A slide show/lecture as well as an exhibition of fifty color photographs and Iris prints of the exiled Tibetan communities is prepared for travel to museums and universities. She presently resides in San Francisco, California. Check out Alison's web site.

Everybody's Tabernacle - Digital artists Bonny Lhotka, Dorothy Simpson Krause, and Steve Carlisle shared creative inspiration, materials, and the latest in modern technology to produce more than 50 prints - in a week - using IRIS printers and substrates ranging from house-painters' drop cloths to fine art papers.

Jerry Uelsmann - Jerry was born in Detroit on June 11,1934 and received his B.F.A. degree at the Rochester Institute of Technology in 1957 and his M.S. and M.F.A. at Indiana University in 1960. He began teaching photography at the University of Florida in Gainesville in 1960. He has been graduate research professor of art at the University since 1974.

Uelsmann received a Guggenheim Fellowship in 1967 and a National Endowment for the Arts Fellowship in 1972. He is a Fellow of the Royal Photographic Society of Great Britain, a founding member of the American Society for Photographic Education, and a trustee of the Friends of Photography.

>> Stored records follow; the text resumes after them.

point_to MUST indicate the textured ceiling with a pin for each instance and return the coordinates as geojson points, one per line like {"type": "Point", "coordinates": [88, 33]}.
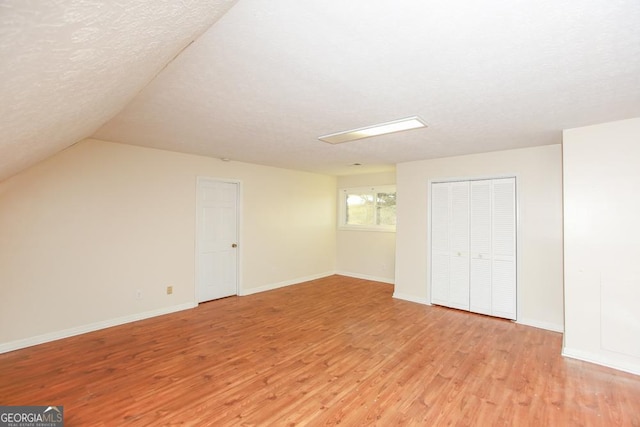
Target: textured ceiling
{"type": "Point", "coordinates": [67, 66]}
{"type": "Point", "coordinates": [271, 76]}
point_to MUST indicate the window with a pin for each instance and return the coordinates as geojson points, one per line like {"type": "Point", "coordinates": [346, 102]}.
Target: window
{"type": "Point", "coordinates": [368, 208]}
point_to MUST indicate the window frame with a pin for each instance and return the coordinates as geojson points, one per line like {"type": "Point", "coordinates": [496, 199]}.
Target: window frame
{"type": "Point", "coordinates": [342, 208]}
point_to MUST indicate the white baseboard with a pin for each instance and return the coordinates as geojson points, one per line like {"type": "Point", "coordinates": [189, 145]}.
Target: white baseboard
{"type": "Point", "coordinates": [411, 298]}
{"type": "Point", "coordinates": [272, 286]}
{"type": "Point", "coordinates": [66, 333]}
{"type": "Point", "coordinates": [542, 325]}
{"type": "Point", "coordinates": [366, 277]}
{"type": "Point", "coordinates": [598, 359]}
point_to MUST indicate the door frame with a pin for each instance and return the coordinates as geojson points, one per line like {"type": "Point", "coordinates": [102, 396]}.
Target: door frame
{"type": "Point", "coordinates": [200, 179]}
{"type": "Point", "coordinates": [519, 239]}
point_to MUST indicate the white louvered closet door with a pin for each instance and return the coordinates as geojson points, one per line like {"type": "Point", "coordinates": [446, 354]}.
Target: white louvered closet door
{"type": "Point", "coordinates": [480, 281]}
{"type": "Point", "coordinates": [459, 254]}
{"type": "Point", "coordinates": [440, 247]}
{"type": "Point", "coordinates": [503, 238]}
{"type": "Point", "coordinates": [473, 246]}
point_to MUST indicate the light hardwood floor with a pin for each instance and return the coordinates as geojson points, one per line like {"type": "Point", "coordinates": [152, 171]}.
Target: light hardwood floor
{"type": "Point", "coordinates": [332, 351]}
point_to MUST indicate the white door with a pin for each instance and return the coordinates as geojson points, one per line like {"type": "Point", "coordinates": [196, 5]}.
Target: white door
{"type": "Point", "coordinates": [440, 243]}
{"type": "Point", "coordinates": [480, 282]}
{"type": "Point", "coordinates": [459, 273]}
{"type": "Point", "coordinates": [503, 238]}
{"type": "Point", "coordinates": [216, 239]}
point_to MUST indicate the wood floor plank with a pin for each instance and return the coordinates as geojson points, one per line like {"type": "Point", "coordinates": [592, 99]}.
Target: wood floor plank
{"type": "Point", "coordinates": [331, 351]}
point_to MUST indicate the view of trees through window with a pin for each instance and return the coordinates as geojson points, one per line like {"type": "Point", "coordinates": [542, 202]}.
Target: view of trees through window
{"type": "Point", "coordinates": [371, 208]}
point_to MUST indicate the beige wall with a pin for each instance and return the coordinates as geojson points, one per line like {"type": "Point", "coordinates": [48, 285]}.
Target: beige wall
{"type": "Point", "coordinates": [366, 254]}
{"type": "Point", "coordinates": [83, 230]}
{"type": "Point", "coordinates": [539, 180]}
{"type": "Point", "coordinates": [602, 235]}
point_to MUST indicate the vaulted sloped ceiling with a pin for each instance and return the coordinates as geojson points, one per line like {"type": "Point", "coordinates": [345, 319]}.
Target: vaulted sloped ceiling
{"type": "Point", "coordinates": [272, 75]}
{"type": "Point", "coordinates": [68, 66]}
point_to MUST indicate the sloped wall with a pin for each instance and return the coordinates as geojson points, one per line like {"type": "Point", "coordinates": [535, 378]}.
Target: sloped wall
{"type": "Point", "coordinates": [83, 231]}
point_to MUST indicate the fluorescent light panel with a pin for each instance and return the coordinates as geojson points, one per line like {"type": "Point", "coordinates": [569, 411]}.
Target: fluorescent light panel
{"type": "Point", "coordinates": [375, 130]}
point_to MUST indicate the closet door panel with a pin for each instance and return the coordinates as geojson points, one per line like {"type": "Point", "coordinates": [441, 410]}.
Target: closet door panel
{"type": "Point", "coordinates": [480, 289]}
{"type": "Point", "coordinates": [504, 248]}
{"type": "Point", "coordinates": [503, 290]}
{"type": "Point", "coordinates": [480, 246]}
{"type": "Point", "coordinates": [459, 232]}
{"type": "Point", "coordinates": [440, 243]}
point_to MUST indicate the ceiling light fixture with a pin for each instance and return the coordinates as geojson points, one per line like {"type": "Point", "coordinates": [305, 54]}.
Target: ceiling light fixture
{"type": "Point", "coordinates": [382, 129]}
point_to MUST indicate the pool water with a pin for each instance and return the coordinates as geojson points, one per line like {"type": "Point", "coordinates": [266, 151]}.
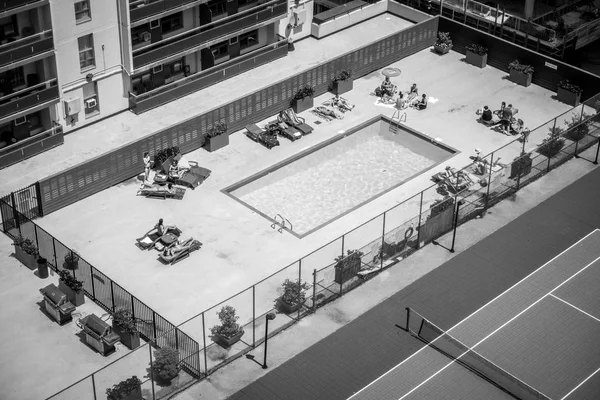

Uelsmann's work has been exhibited in more than 100 individual shows in the United States and abroad over the past thirty years. His photographs are in the permanent collections of many museums worldwide, including the Metropolitan Museum and the Museum of Modern Art in New York, the Chicago Art Institute, the International Museum of Photography at the George Eastman House, the Victoria and Albert Museum in London, the Bibliotheque National in Paris, the National Museum of American Art in Washington, the Moderna Museet in Stockholm, the National Gallery of Canada, the National Gallery of Australia, the Museum of Fine Arts in Boston, the National Galleries of Scotland, the Center for Creative Photography at the University of Arizona, the Tokyo Metropolitan Museum of Photography, and the National Museum of Modern Art in Kyoto.